Hace un mes mencioné con cinismo la entrevista de Gabriel Rolón a Tini Stoessel (un subterfugio para promover su próximo espectáculo). Hoy suspendí por un rato el profundo rechazo que siento por Stoessel —comparable al que me produce el Rolón actual— y la vi. No me sorprendió oír todos los lugares comunes del tema: trauma, crisis, ansiedad, resiliencia (se enamoraron de esa palabra), luz al final del túnel, desenlace de Hollywood; hasta ahí, todo normal para ese contexto. Sin embargo, ese Rolón todo de negro que al final absuelve a Stoessel y la exhorta a no pecar más me pareció un detalle digno de una pesadilla; no diré más porque la analogía es obvia.
Sí diré que en esa charla banal hay algo perverso e inhumano: aunque solo se trata de un truco publicitario poco conciliable con el juramento por los valores éticos, la construcción retórica de la heroína transgresora que desciende al abismo del Seol para ascender triunfante y luminosa a partir de una minita malcriada y consentida es un acto repugnante, y también es una burla para quienes la pasan mal de verdad en Argentina (la inmensa mayoría de nuestra gente). Resistiré aquí la fácil tentación de la demagogia; solo diré que veo en este Rolón el complemento ideal de quienes insisten en cambiar el mundo mediante la abolición del género gramatical. (Pido disculpas por el exceso de adjetivos; el buen gusto me obliga a usarlos en reemplazo de los sustantivos que en realidad vienen a mi mente.)
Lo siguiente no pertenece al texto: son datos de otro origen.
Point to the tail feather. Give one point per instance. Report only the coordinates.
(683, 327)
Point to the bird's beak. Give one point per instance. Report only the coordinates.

Ya que el juego de la interpretación puede ser jugado por más de uno, recuerdo que Rolón contó buena parte de su vida en LVST: padre albañil, infancia rural, pesca de ranas en la zanja, guitarreadas precoces con audiencias poco elegantes, tal vez algo de pobreza. Es posible que el Rolón actual, quizá el primero de su familia que logró un título universitario y que alcanzó el éxito en su profesión por un hecho completamente ajeno a ella (ser amigo y colega de Dolina) esté tomándose revancha por antiguos desprecios de la clase a la que aspiraba pertenecer. (Alguien hablaría de formaciones reactivas, pero los muchachos del barrio desconfiamos de las soluciones consistentes en la invención de eufemismos.)